Full Text Article

Epigenetics Meets CRISPR/Cas to Fight Cancer

Received Date: January 23, 2019 Accepted Date: February 28, 2020 Published Date: March 03, 2020

doi: 10.17303/jcrto.2020.8.202

Citation: Simeon Santourlidis (2020) Epigenetics Meets CRISPR/Cas to Fight Cancer. J Cancer Res Therap Oncol 8: 1-5.

Epigenetic changes are fundamental for cancer. To our knowledge, these are the only ones that include alterations that are consistently present in many cancer entities at once. Hence they may provide targets for general cancer therapy. Now, fortunately, the exciting in-vivo genome targeting CRISPR/Cas technology has been developed and one new perspective has arisen to take advantage of these common epigenetic targets to fight cancer.

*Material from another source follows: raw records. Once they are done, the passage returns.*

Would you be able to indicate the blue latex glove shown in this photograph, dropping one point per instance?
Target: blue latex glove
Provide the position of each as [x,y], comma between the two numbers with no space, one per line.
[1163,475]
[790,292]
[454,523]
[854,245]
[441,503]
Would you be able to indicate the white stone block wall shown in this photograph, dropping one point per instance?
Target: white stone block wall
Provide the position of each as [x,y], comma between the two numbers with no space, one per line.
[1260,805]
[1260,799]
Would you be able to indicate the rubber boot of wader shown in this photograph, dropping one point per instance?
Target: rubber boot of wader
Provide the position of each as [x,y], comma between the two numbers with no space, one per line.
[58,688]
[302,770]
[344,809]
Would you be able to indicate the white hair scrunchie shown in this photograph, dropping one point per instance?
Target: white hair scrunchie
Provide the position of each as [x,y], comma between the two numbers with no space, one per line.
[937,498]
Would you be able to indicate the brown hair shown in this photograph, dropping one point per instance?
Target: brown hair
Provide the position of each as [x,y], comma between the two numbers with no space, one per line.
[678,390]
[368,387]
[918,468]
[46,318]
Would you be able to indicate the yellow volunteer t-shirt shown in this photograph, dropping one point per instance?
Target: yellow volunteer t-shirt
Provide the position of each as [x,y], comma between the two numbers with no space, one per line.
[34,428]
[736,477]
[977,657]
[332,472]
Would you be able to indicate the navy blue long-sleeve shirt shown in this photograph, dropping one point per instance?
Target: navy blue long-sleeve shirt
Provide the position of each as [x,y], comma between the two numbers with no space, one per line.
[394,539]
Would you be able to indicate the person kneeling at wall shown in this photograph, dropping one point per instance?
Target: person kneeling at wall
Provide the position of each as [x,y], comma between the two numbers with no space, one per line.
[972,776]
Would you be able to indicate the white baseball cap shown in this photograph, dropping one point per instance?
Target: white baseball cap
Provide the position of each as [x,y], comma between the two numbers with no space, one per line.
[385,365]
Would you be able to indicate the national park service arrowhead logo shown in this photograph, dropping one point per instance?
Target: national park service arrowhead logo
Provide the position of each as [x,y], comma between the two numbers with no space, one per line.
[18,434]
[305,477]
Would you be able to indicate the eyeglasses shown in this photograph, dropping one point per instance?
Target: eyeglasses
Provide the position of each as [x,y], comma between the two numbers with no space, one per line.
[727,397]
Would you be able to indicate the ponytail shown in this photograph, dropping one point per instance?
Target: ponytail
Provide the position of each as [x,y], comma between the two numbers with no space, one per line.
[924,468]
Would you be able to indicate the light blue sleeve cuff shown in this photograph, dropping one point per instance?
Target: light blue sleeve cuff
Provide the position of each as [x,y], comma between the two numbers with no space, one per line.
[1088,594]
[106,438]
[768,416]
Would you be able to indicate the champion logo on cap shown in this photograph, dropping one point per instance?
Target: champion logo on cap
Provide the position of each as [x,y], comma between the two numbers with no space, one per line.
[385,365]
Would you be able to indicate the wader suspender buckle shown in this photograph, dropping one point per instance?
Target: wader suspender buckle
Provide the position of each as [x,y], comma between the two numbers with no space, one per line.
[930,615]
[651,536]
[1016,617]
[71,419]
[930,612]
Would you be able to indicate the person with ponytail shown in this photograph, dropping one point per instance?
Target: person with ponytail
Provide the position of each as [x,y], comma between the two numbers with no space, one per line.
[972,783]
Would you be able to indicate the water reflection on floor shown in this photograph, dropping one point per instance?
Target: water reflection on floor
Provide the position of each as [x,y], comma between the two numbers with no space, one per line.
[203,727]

Clustered regularly interspaced short palindromic repeats ((CRISPR)/CRISPR-associated (Cas)) technology holds the potential to decisively impact almost all disciplines in current biological and medical research. For that reason, it is currently discussed how it may contribute to new cancer gene therapy strategies. Here, I wish to suggest one approach to apply this new CRISPR/Cas technology to target cancer cells based on their aberrant chromatin structure. I will discuss this approach primarily for urological cancers, my subject of research, but in addition, it should be promising to be applied in a wide range of cancer entities.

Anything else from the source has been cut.